College of Veterinary Medicine, Mississippi State University, Mississippi State, MS 39762, USA.
Lett Appl Microbiol. 2010 Feb;50(2):153-7. doi: 10.1111/j.1472-765X.2009.02770.x. Epub 2009 Nov 6.
To verify the specificity of a PCR assay for the identification and diagnosis of Edwardsiella ictaluri.
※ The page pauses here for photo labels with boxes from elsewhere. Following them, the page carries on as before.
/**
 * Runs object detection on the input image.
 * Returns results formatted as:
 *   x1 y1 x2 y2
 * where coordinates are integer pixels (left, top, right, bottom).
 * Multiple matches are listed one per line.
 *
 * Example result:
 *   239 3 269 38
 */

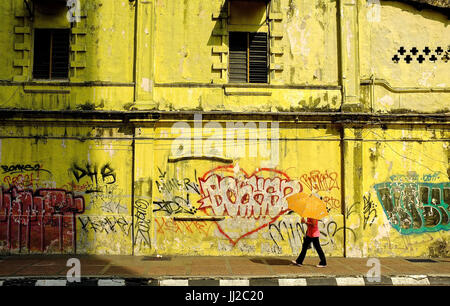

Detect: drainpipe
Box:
130 0 139 104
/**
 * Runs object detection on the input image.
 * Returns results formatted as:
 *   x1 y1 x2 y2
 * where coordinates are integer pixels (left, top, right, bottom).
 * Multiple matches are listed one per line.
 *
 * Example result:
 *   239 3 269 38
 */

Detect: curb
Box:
0 275 450 287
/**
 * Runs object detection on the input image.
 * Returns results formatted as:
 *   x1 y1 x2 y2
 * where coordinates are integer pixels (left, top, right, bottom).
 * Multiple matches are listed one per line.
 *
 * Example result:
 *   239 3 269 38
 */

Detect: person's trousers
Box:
296 236 327 266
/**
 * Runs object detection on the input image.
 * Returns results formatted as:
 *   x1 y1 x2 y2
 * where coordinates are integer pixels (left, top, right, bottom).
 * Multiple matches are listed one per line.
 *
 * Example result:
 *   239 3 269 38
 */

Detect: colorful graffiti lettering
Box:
199 166 302 219
198 165 302 245
374 176 450 235
70 163 116 185
0 187 85 252
155 217 214 236
133 199 150 246
0 164 49 174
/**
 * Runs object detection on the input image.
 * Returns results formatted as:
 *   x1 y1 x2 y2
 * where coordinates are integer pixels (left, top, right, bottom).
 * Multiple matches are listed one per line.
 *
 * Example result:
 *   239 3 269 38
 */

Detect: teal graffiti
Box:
374 180 450 235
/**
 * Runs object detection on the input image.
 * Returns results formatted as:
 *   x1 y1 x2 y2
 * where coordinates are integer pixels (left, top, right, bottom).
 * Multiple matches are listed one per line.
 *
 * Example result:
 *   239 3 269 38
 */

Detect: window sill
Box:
23 80 70 94
223 84 272 97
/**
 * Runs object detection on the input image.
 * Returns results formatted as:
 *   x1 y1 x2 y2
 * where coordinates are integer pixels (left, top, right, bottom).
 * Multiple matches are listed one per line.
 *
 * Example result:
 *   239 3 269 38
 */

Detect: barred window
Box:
33 29 70 80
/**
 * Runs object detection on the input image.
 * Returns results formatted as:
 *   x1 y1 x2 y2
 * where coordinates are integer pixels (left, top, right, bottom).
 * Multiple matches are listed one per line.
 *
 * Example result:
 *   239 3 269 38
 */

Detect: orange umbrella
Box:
286 193 328 220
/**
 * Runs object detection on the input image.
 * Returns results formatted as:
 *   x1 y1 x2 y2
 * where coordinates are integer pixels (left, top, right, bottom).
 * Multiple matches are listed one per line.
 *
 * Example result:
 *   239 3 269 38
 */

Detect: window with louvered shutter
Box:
229 32 268 83
33 29 70 80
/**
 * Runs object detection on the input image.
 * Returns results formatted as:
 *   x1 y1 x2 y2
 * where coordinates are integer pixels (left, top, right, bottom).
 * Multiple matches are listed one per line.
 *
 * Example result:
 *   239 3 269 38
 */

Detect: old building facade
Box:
0 0 450 257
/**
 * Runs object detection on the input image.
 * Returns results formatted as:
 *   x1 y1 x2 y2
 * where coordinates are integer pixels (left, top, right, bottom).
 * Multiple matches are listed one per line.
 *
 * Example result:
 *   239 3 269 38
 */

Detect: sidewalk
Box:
0 255 450 286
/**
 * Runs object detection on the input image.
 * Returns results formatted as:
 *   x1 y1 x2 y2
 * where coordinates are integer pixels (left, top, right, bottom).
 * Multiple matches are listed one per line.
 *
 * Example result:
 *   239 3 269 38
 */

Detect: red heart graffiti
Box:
198 165 303 246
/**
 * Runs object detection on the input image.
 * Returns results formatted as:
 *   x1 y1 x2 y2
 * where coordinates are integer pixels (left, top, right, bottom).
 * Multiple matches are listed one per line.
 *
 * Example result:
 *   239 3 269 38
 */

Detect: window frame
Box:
227 30 270 85
31 28 71 82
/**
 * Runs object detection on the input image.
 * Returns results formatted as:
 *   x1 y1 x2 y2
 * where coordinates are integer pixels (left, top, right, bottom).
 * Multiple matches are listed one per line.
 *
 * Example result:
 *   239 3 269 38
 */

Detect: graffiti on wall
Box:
374 174 450 235
198 166 302 245
0 187 85 252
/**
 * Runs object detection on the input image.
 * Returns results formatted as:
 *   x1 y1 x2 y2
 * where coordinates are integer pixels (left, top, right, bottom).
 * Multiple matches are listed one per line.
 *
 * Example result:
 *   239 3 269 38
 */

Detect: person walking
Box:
292 218 327 268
An Edwardsiella ictaluri-specific PCR assay was developed utilizing two features of the ribosomal DNA gene clusters. The first feature is the presence of two ribosomal gene clusters located in tandem to one another (the inter-ribosomal spacer, IRS). This characteristic is present in the Edwardsiella genus but absent in the other sequenced members of the Enterobacteriaceae. The second feature is the presence of an intervening sequence (IVS) in the 23S rRNA gene of Edw. ictaluri. To verify the specificity of this assay, we tested genomic DNA from a variety of bacterial species. The IVS/IRS PCR assay results in an c. 2000-bp product from all Edw. ictaluri isolates tested, but not from any other species including Edwardsiella tarda.
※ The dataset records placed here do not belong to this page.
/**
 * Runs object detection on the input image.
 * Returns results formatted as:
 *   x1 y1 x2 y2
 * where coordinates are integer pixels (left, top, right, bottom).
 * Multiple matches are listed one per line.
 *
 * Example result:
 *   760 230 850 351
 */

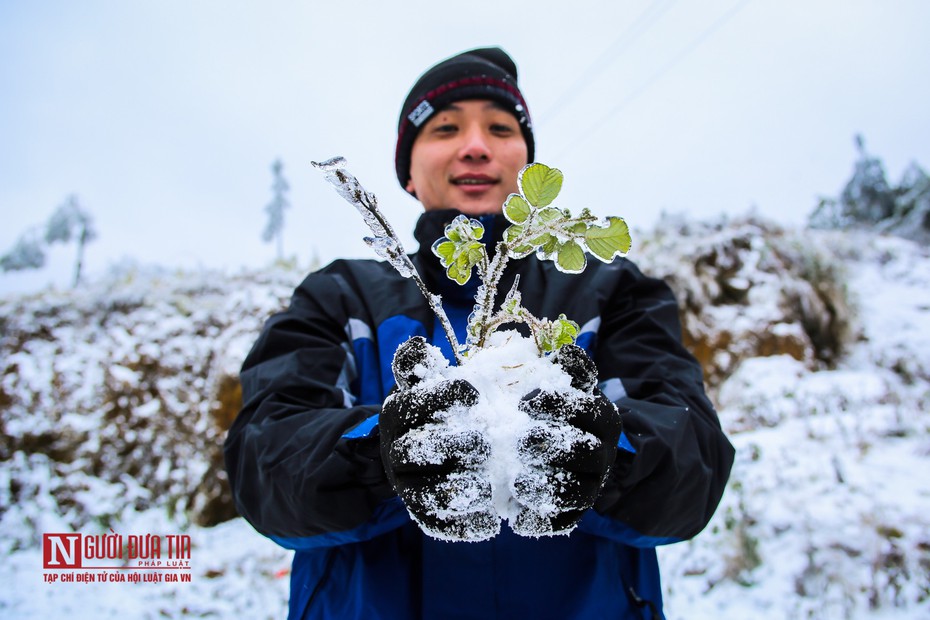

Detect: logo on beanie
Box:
407 99 434 127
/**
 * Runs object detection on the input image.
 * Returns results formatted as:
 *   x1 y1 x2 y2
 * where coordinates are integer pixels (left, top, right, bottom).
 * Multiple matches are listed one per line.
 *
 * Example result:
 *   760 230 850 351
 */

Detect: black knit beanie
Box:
394 47 535 188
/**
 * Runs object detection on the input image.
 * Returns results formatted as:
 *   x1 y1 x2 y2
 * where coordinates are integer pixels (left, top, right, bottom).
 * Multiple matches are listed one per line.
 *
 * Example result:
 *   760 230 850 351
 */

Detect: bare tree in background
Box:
262 159 291 261
45 194 97 286
0 194 97 287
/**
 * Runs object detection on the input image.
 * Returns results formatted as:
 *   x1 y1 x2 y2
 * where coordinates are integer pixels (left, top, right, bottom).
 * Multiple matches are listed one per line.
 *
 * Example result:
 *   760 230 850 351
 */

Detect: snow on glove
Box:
511 345 622 536
379 336 500 541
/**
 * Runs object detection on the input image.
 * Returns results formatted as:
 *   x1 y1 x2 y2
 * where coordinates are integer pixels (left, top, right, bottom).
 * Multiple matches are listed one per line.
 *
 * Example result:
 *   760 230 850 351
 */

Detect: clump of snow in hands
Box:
404 330 585 536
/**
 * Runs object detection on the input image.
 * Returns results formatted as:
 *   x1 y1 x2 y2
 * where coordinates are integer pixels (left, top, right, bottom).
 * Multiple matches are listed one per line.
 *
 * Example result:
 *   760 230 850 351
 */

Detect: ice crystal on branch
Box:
313 157 630 363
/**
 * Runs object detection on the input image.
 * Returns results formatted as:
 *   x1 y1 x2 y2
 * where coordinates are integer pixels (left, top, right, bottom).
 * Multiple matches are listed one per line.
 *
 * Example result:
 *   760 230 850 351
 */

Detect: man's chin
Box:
452 203 504 217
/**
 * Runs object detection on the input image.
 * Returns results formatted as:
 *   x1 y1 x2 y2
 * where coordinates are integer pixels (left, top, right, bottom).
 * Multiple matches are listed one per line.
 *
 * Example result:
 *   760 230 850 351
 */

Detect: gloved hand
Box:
379 337 500 541
511 345 622 536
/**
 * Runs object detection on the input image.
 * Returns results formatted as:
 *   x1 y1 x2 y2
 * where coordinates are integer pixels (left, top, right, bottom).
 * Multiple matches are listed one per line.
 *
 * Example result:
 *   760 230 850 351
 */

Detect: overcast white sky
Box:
0 0 930 293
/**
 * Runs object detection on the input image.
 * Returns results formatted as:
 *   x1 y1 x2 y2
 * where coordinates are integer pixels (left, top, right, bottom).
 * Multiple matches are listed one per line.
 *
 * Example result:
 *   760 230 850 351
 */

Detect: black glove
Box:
379 336 500 541
511 345 622 536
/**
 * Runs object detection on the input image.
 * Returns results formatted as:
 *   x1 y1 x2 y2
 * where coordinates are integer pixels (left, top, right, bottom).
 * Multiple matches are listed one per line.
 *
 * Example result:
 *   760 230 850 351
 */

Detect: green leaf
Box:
504 194 531 224
555 241 588 273
530 233 559 258
539 207 565 224
517 163 562 207
433 237 455 267
504 224 536 258
446 262 471 284
539 314 580 352
584 217 632 263
555 314 581 349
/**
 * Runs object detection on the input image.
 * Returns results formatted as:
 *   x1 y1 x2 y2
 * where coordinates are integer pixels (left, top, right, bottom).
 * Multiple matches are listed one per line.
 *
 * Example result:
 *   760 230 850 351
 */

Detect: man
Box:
226 48 733 618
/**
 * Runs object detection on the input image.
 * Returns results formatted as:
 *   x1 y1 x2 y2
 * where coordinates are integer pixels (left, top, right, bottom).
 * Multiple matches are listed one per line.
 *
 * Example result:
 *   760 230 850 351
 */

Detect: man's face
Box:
407 99 528 215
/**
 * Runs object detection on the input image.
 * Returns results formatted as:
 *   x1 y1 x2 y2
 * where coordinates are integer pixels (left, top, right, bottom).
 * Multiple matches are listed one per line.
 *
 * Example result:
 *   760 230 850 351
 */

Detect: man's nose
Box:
460 127 491 161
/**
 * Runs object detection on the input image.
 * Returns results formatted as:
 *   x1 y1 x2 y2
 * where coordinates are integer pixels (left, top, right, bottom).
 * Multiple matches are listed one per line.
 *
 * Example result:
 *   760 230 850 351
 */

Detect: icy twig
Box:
311 157 462 364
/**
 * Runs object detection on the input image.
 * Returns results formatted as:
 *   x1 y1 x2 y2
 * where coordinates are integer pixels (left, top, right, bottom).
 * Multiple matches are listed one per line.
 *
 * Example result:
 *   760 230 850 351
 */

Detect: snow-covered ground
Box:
0 233 930 620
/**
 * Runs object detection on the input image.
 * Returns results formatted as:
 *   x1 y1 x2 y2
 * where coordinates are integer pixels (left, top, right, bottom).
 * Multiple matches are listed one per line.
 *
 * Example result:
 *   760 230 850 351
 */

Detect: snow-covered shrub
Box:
0 264 297 544
637 215 854 395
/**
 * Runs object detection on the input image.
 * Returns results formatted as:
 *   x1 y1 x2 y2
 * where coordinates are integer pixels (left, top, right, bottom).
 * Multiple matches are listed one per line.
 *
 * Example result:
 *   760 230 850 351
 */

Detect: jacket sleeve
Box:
224 274 396 547
582 261 734 546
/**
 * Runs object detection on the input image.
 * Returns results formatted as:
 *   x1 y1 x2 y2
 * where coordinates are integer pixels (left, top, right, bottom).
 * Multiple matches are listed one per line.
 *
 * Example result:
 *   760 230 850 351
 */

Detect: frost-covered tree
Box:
808 136 930 243
262 159 291 261
0 230 45 271
45 194 97 286
0 194 97 286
The IVS/IRS PCR assay is highly specific for Edw. ictaluri and useful as a tool for identifying this pathogen.
This research verifies the specificity of PCR-based assay for Edw. Ictaluri, and we describe this assay as a highly versatile diagnostic tool for its identification.
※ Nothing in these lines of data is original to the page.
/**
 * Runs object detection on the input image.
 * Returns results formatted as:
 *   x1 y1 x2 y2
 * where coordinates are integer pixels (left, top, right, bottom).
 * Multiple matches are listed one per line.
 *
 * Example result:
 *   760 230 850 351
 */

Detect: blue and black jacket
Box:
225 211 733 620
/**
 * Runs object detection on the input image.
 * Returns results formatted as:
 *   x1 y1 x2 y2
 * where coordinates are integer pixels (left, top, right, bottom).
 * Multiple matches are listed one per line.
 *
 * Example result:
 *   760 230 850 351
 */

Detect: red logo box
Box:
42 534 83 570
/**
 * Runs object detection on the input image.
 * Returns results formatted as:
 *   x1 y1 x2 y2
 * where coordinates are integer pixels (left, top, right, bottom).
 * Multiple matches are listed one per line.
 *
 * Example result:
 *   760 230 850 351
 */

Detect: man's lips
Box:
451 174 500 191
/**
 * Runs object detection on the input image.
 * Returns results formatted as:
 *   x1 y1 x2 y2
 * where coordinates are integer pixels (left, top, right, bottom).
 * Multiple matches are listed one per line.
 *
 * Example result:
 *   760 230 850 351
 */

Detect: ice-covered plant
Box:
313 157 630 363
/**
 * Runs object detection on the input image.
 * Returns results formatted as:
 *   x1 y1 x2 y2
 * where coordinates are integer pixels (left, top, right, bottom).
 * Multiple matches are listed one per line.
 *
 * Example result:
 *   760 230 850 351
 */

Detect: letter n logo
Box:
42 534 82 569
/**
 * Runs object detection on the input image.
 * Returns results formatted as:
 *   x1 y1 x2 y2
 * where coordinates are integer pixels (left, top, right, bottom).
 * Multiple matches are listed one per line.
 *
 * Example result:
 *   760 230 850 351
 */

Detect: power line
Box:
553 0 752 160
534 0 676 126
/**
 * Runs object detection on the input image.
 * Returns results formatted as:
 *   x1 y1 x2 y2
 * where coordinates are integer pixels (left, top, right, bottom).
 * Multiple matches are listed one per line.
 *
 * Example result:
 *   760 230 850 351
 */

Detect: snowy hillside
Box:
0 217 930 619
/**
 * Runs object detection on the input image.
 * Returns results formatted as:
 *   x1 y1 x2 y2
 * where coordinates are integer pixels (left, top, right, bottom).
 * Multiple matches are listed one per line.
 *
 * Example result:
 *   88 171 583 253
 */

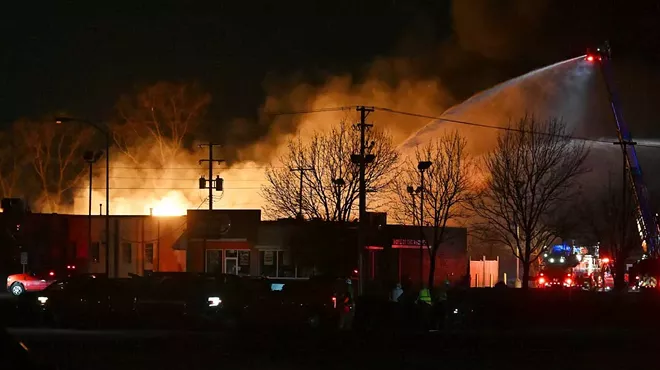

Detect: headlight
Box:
207 297 222 307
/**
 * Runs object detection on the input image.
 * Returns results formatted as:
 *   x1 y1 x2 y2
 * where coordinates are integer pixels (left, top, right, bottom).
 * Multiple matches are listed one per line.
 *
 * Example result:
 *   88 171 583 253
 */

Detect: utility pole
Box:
199 142 225 211
603 138 637 284
291 167 314 220
351 106 375 295
417 161 433 289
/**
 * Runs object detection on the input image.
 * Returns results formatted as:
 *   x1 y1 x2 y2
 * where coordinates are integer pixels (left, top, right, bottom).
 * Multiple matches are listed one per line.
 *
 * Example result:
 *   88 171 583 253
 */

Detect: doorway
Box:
225 249 239 275
206 249 222 274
验证用于鉴定和诊断爱德华氏菌的 PCR 检测方法的特异性。
利用核糖体 DNA 基因簇的两个特征,开发了一种针对爱德华氏菌的特异性 PCR 检测方法。第一个特征是存在两个彼此串联排列的核糖体基因簇(核糖体间隔区,IRS)。这种特征存在于爱德华氏菌属中,但在肠杆菌科的其他已测序成员中不存在。第二个特征是 Edw. ictaluri 的 23S rRNA 基因中存在内含子(IVS)。为了验证该检测方法的特异性,我们测试了来自各种细菌物种的基因组 DNA。IVS/IRS PCR 检测方法会从所有测试的 Edw. ictaluri 分离株中产生约 2000bp 的产物,但不会从任何其他物种(包括迟缓爱德华氏菌)中产生。
IVS/IRS PCR 检测方法对 Edw. ictaluri 具有高度特异性,可用作鉴定该病原体的工具。
本研究验证了基于 PCR 的检测方法对爱德华氏菌的特异性,并将该检测方法描述为一种非常通用的鉴定工具。